彼女たちの瞳は、日の出を迎えた海のように輝いていた。

僕にはその気持ちが分からなかった。残念ながら。

二人がはしゃいでいる横で、菩薩のごときほほえみをたずさえていることしかできなかった。

でもこうしてそのときの会話を思い出しているということは、僕にも彼女たちをどこか羨ましく思う気持ちがあるのだろう。その瞳の輝きに、僕にない熱を感じて。


僕には『推し』がいない。

一般的には、アイドルやアニメキャラ、Youtuber、Vtuberなんかがその対象になるのではないか、と思う。

ロックバンドやアーティストなんかも含まれるかもしれない。

彼女たちによると、恋愛対象と『推し』は分けられるべきものらしいので、カッコつけて「彼女が推しです」などとのたまおうものなら、僕はすべての『推し活中の人々』によって磔刑または、さらし首にされることうけあいだ。

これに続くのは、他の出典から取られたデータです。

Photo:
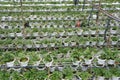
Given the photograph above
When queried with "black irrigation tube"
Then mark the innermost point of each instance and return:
(56, 47)
(62, 65)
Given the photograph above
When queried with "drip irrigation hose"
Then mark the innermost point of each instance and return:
(107, 28)
(83, 5)
(90, 15)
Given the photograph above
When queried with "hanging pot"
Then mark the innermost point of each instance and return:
(36, 63)
(61, 34)
(114, 43)
(73, 43)
(36, 34)
(11, 63)
(93, 43)
(101, 43)
(93, 32)
(52, 44)
(52, 68)
(55, 26)
(79, 33)
(115, 78)
(19, 34)
(12, 34)
(101, 62)
(88, 61)
(70, 33)
(17, 69)
(44, 45)
(28, 46)
(100, 78)
(48, 26)
(54, 33)
(60, 67)
(24, 61)
(48, 64)
(65, 44)
(76, 63)
(45, 34)
(86, 33)
(87, 43)
(60, 26)
(111, 62)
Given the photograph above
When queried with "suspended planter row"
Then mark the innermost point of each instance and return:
(57, 45)
(10, 18)
(56, 10)
(60, 34)
(86, 64)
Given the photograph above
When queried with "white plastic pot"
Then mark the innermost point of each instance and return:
(76, 63)
(60, 68)
(44, 45)
(52, 69)
(70, 33)
(111, 62)
(61, 34)
(73, 43)
(12, 34)
(19, 34)
(45, 34)
(115, 78)
(79, 32)
(48, 64)
(29, 46)
(36, 34)
(101, 62)
(88, 61)
(66, 44)
(24, 64)
(100, 78)
(53, 34)
(37, 45)
(10, 64)
(52, 44)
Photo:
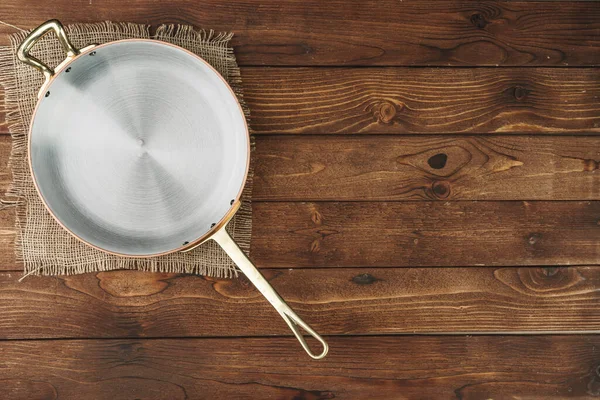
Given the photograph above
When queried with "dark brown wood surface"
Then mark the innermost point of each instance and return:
(422, 100)
(408, 234)
(382, 32)
(357, 301)
(397, 367)
(441, 226)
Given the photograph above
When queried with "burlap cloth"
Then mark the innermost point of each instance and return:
(42, 245)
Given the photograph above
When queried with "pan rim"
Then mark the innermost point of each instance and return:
(219, 225)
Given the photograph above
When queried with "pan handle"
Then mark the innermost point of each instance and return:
(223, 238)
(35, 35)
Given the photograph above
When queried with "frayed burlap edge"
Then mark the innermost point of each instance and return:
(207, 259)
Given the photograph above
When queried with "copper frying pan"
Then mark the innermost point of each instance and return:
(140, 148)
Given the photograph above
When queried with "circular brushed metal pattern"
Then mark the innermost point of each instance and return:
(139, 148)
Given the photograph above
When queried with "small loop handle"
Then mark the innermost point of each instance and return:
(294, 321)
(35, 35)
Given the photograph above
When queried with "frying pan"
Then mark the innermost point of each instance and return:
(140, 148)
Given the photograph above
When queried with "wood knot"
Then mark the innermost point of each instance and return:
(438, 161)
(590, 165)
(534, 238)
(316, 217)
(479, 21)
(550, 271)
(364, 279)
(520, 93)
(440, 189)
(386, 113)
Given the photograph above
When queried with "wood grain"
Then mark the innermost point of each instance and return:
(423, 100)
(426, 234)
(411, 234)
(338, 301)
(339, 32)
(364, 168)
(455, 367)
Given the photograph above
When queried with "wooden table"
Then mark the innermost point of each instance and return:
(427, 196)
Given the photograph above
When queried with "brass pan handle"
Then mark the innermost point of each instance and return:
(35, 35)
(223, 238)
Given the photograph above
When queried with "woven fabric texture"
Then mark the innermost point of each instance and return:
(42, 245)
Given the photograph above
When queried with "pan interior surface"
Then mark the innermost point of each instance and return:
(139, 147)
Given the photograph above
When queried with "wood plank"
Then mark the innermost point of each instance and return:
(363, 168)
(426, 234)
(338, 32)
(423, 100)
(455, 367)
(412, 234)
(338, 301)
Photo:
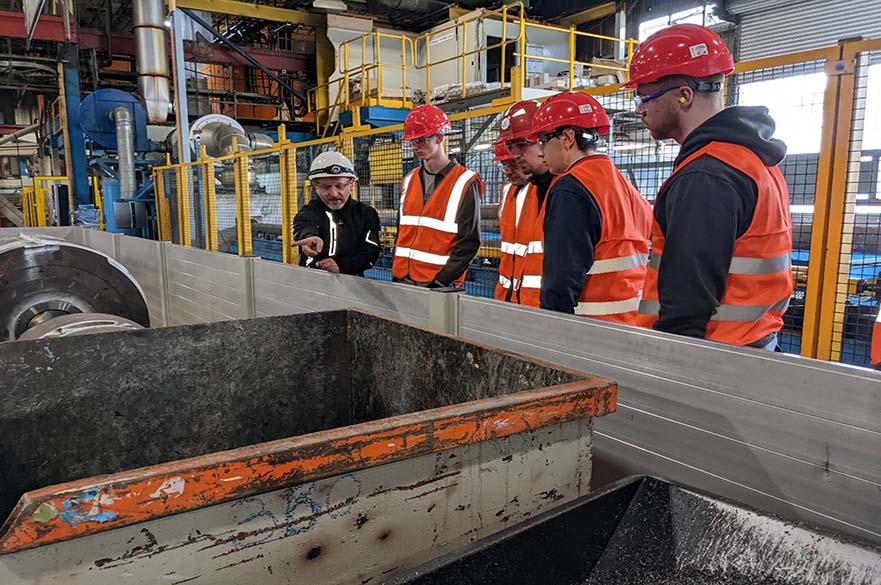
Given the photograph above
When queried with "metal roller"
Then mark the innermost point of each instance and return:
(79, 324)
(43, 278)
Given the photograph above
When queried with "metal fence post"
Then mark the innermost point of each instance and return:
(243, 201)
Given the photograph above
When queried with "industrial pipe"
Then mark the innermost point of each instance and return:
(152, 58)
(125, 150)
(18, 133)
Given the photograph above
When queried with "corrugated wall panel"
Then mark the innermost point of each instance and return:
(769, 28)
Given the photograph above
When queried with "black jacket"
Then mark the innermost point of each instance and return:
(350, 234)
(573, 225)
(468, 238)
(701, 211)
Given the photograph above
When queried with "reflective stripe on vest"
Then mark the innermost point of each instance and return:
(533, 247)
(531, 281)
(618, 264)
(759, 279)
(742, 265)
(734, 313)
(607, 308)
(614, 283)
(448, 224)
(421, 256)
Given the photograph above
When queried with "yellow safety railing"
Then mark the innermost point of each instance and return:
(34, 200)
(834, 151)
(33, 209)
(511, 16)
(571, 62)
(224, 218)
(416, 66)
(370, 72)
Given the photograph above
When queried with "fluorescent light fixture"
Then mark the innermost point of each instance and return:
(625, 147)
(329, 6)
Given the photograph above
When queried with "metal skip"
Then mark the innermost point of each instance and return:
(325, 447)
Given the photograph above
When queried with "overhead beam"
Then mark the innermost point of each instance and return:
(49, 28)
(597, 12)
(257, 11)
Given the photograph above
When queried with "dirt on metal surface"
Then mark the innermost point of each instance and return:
(140, 425)
(648, 531)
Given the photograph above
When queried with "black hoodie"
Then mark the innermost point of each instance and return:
(701, 211)
(350, 234)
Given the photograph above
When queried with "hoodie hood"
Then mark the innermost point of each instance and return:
(748, 126)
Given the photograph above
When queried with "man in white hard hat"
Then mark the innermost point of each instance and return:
(334, 232)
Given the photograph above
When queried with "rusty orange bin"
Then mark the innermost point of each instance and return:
(319, 448)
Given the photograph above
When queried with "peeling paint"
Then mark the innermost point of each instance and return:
(173, 488)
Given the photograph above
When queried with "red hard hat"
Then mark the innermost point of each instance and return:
(502, 153)
(516, 122)
(425, 121)
(570, 108)
(682, 49)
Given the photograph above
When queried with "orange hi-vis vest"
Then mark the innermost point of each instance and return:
(428, 231)
(875, 357)
(759, 278)
(614, 283)
(521, 226)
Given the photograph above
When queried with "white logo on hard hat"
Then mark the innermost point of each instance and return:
(698, 50)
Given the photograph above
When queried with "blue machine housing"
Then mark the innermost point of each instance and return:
(96, 118)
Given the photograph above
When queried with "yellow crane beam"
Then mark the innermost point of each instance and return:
(248, 10)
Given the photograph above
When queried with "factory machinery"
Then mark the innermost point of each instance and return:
(459, 471)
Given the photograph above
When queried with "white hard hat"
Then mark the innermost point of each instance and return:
(331, 164)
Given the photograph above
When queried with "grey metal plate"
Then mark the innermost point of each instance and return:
(761, 428)
(281, 289)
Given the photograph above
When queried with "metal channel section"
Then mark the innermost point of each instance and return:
(792, 436)
(789, 435)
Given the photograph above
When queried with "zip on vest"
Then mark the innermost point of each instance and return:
(732, 313)
(448, 224)
(745, 265)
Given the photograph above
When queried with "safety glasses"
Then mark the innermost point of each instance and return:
(332, 170)
(545, 138)
(423, 140)
(641, 100)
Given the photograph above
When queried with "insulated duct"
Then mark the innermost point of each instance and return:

実際、僕が彼女のアクスタや彼女の痛バを持ち、彼女の誕生日にそれらとともに一人で特製のホールケーキを囲んでいるところは、なかなか想像しにくい。


好きな作品はもちろんある。

でもその作品の出演者や監督、脚本家が『推し』になるか、といえば微妙なところである。

好きなのは、あくまでその作品なのであって。

したがって乙一さんをはじめ、僕の敬愛する作家の方々もなんだか違う。

だいたい「乙一が推しです!」などと言った日には、戻ってこられない領域に踏み込んでしまっているひと感がすごい。


しかし彼女と妹の口ぶりからすると、『推し』は『つくるもの』であるという共通認識があるようだった。

つまり『推し』というものは勝手に『できる』ものではなく、自分から『つくる』ものだということだ。

受動的ではなく能動的な。
消極的ではなく積極的に。

それを踏まえれば、今の僕の『推しがいない』という態度は『推しをつくる』努力を怠けているとも言えるのではないか。


そういえばエーリッヒ・フロムも似たようなことを言っていた。

曰く、愛は技術である、と。

つまりそれは『愛するということ』をサボっているということになるのでは?

愛とは、愛する者の生命と成長を積極的に気にかけることである。

エーリッヒ・フロム「愛するということ」より

だとしたら僕は、もっと『推し』という存在について、知らなくてはいけないのかもしれない。